“Paisagens da Metrópole da Morte” | Otto Dov Kulka

“Paisagens da Metrópole da Morte” | Otto Dov Kulka

Cristalizações mnésicas de Auschwitz

Sair da Primavera para mergulhar no longo Inverno do Holocausto e visitar as “Paisagens da Metrópole da Morte. Reflexões sobre a Memória e a Imaginação” (Temas e Debates/Círculo de Leitores) pode não ser confortável, mas informarmo-nos e não esquecermos é o mínimo que podemos fazer pela memória das vítimas do perverso ideário do regime nazi e dos 1,1 milhões de seres humanos (1 milhão dos quais judeus) que foram exterminados nos quatro anos e meio de existência do campo de trabalho de Auschwitz – para que não tenham morrido em vão.

Em criança, o historiador Otto Dov Kulka, Professor Emérito da Universidade Hebraica de Jerusalém, nascido em 1933, na extinta Checoslováquia, foi enviado, primeiro, para o gueto de Theresienstadt e, posteriormente, para Auschwitz, onde permaneceu desde Setembro de 1943 até 18 de Janeiro de 1945. Tendo sido um dos poucos sobreviventes dos campos de concentração, dedicou-se ao estudo do nazismo e do Holocausto, embora sempre como uma disciplina que exige a maior frieza e objectividade, pondo de lado a sua história pessoal. No entanto, esta postura não impediu que continuasse a ser perseguido por recordações e imagens específicas, pensamentos de que foi incapaz de se livrar. Em 1978, já no avião que o afastava da Polónia e após uma visita solitária a Birkenau, Dov Kulka escreveu «algumas coisas loucas» no seu diário, e terá sido assim «que comecei a lidar com o meu regresso, não num sonho mas conscientemente, à Metrópole da Morte [Birkenau-Auschwitz]».

Mas não são só as memórias que lhe causam sofrimento. Também os esquecimentos são dilacerantes. «Quase ausente – na verdade, completamente ausente – está outro elemento, tão conhecido com base nas recordações e testemunhos sobre a vida quotidiana nos campos de concentração. Refiro-me à violência, à crueldade, à tortura, aos homicídios individuais, que, tanto quanto sei (…), são apresentados como a rotina diária desse mundo dos campos. (…) O que é intrigante é que quase não tenho memórias dessas; tenho de pensar muito e examinar as imagens que permanecem gravadas sob uma ou outra forma – como experiências, como cores, como impressões – para isolar nelas algo de um tipo que pudesse descrever como violência». Sim, isto é uma citação. Mas que não haja ilusões: as memórias estão lá e são insuportavelmente violentas.

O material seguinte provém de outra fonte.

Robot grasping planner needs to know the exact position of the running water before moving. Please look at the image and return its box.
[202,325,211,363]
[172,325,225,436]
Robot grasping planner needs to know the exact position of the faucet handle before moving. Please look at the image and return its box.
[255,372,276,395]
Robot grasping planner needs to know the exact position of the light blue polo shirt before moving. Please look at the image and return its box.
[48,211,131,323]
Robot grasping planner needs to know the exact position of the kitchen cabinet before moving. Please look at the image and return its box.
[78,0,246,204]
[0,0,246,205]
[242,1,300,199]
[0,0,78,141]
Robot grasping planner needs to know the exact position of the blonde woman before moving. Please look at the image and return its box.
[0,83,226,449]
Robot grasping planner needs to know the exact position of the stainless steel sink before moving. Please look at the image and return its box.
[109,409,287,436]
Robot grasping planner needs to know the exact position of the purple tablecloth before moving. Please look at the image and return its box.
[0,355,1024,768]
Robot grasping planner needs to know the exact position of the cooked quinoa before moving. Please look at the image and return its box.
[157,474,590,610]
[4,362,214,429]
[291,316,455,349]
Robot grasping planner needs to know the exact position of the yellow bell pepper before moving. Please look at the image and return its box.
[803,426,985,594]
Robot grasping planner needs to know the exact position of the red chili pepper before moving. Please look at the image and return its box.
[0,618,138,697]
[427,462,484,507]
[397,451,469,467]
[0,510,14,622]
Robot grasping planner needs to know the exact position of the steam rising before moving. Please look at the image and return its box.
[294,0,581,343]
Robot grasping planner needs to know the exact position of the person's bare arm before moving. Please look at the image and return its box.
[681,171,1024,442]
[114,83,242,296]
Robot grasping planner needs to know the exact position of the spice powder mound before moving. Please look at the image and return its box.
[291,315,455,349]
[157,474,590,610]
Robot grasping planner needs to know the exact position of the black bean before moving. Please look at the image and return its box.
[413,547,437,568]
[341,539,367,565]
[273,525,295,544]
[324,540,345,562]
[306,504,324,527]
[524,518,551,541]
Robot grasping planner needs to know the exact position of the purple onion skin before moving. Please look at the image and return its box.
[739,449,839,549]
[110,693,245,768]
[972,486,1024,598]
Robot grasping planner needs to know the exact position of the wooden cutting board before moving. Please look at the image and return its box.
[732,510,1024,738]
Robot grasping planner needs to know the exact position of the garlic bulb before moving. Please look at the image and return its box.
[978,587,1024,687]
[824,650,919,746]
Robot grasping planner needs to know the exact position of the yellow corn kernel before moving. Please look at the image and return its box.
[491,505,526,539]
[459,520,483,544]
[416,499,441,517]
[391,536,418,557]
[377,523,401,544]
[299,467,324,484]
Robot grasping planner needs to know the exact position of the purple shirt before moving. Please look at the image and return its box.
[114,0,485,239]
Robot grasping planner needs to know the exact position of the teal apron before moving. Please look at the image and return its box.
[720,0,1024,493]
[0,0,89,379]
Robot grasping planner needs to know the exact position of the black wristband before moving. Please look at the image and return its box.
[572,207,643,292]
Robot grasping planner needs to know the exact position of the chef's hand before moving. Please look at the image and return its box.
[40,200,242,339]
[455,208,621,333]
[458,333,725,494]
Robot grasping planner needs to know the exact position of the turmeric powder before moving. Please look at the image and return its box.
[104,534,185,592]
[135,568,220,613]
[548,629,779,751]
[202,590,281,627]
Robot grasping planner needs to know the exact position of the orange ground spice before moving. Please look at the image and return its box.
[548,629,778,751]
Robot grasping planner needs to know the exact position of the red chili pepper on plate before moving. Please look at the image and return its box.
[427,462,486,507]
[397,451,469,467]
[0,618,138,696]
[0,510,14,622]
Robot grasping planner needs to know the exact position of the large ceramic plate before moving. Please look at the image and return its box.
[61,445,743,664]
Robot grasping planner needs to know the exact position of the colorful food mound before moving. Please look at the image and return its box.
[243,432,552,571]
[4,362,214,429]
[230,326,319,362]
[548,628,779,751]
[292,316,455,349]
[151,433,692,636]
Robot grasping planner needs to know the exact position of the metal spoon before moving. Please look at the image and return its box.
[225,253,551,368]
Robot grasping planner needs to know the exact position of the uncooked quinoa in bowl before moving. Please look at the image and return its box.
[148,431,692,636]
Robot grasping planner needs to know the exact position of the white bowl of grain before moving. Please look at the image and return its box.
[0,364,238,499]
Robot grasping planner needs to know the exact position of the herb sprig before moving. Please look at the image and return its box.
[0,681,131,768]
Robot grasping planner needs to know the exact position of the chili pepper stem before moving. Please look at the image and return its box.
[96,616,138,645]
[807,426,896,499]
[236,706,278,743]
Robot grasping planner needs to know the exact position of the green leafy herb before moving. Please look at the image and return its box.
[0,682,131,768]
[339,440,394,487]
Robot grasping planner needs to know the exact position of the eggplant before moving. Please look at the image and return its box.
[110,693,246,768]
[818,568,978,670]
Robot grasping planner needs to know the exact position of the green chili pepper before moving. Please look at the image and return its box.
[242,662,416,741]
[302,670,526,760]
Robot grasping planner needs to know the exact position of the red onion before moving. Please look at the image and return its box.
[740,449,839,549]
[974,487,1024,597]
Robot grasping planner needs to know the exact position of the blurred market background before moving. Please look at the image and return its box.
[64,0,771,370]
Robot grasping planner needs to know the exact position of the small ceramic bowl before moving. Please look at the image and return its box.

“Paisagens da Metrópole da Morte” é um relato de memórias de infância, tecido pelo adulto que é o único e último reduto dessas memórias – um adulto que não esquece o que essa criança sentia durante a sua estadia na Metrópole da Morte, onde tinha tanta certeza de estar tão inexoravelmente submetido à lei imutável da Grande Morte e destinado a dar o seu último suspiro numa câmara de gás que, perante a não concretização desse desígnio, ficou para sempre preso a ele em sonhos, regressando eterna e tragicamente àquele lugar, como um Tântalo; um Prometeu; ou uma Eurídice, cativa do Hades até ao fim dos tempos; ou um Orfeu, cativo de Eurídice, por sua vez cativa do Hades, até ao fim dos tempos. O subtítulo da obra não está lá por acaso: “Reflexões sobre a Memória e a Imaginação”.

Elogiamos a tradução de Artur Lopes Cardoso e, nesta edição – admitindo que desconhecemos o critério que motivou esta escolha -, apenas lamentamos que as notas de rodapé se encontrem acumuladas no fim do livro, o que impede uma consulta mais imediata e interrompe a intensidade da leitura.